After reading the articles related to new trends in technology and global forces that are expected to dramatically change the consumer world and reading the historical strategy evolution of Cola businesses; an example of how companies are struggling to update their structures to these new forces came to my mind.
That is the case of Coca Cola Life, a product developed by Coca Cola subsidiaries in Chile and Argentina, introduced in 2013. The case exemplify one of the latest attempts of this company to align with current trends in food and beverages industry. The main product innovation was referred to the following aspects: innovation to the formula, the design of the brand and marketing strategy. After a couple of years in different markets, the product failed to attract new consumers, in particular the millennial segment, who are thought to demand for healthier and more sustainable products.
The concept behind Coca Cola Life was simple; trying to appeal to the old sugar flavor nostalgia with a hint of a modern sweetener -stevia- which is a plant based extract with higher reputation than other chemicals like aspartame, sucralose, or corn syrup with minimum calories. Coca-Cola Life is the first branded Coke product to use stevia leaf extract. However, it is not the first product owned by the Coca-Cola company to use stevia. Over 45 products distributed by Coca-Cola use stevia extract, including Vitamin Water and Seagram's Ginger Ale. It has 27 kilocalories/100 mL, containing only 60% of the calories of regular Coca-Cola. It was created in Argentina and Chile after five years of research together in these countries. Coca-Cola Life can be compared with Pepsi True, which also uses sugar and stevia as a sweetener. With 60 calories per 8 ounces (240 ml), coca cola life is either a diet coke or a regular one. Its references to a healthier lifestyle are not only found in its formula but also in its self proclaimed sustainable packaging; which comes in glass, 30 percent recyclable plastic bottle, with fossil-fuel plastic accounting for the remaining 70 percent of the bottle. Coca-Cola Life was launched in Argentina in June 2013, in Chile in November of that year, in Sweden in June 2014 and in the UK in September 2014. It has subsequently been launched in many other countries. Coca-Cola Life tried to co-exist with Diet Coke and Coca-Cola Zero in the Argentine and Chilean market, but it has been slowly removed from those markets due to its low reception from customers.

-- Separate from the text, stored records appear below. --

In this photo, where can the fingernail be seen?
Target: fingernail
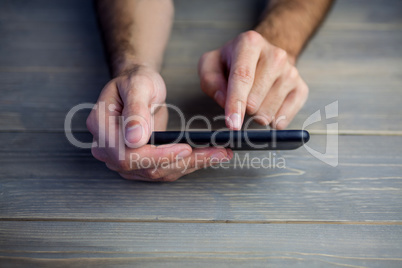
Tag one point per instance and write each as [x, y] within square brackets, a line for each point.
[235, 121]
[134, 133]
[218, 156]
[220, 98]
[183, 154]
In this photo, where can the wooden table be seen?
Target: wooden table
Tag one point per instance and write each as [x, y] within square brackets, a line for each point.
[61, 207]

There are many factors that could explain the failure of this product, like that does not provide a significant advantage from Diet Coke or Coca Cola Zero in terms of calorie content. The innovation carried out in the formula or packaging is questionable, since it continuous is reliance in sugar and the recyclable content on the bottles only accounts for 30%.
The historic drive for success of the brand -rooted in tradition and unique flavor- may not longing work in the future market, and may suffer of obsolescence in a context driven by public access to data and community involvement; these new forces oppose to the long-standing “secrecy” of the Coca Cola formula.
Moreover, the beverage market has experienced enormous fragmentation in recent years. The concept of a healthy food is no longer referred only to a low calories count, but also relates to the whole value chain and life cycle of the product, where consumers are increasingly more involved in knowing about the sustainability of the whole production process, the quality of raw materials, employment structure and distribution footprint; all aspects in where the traditional business model of Coca Cola performs poorly.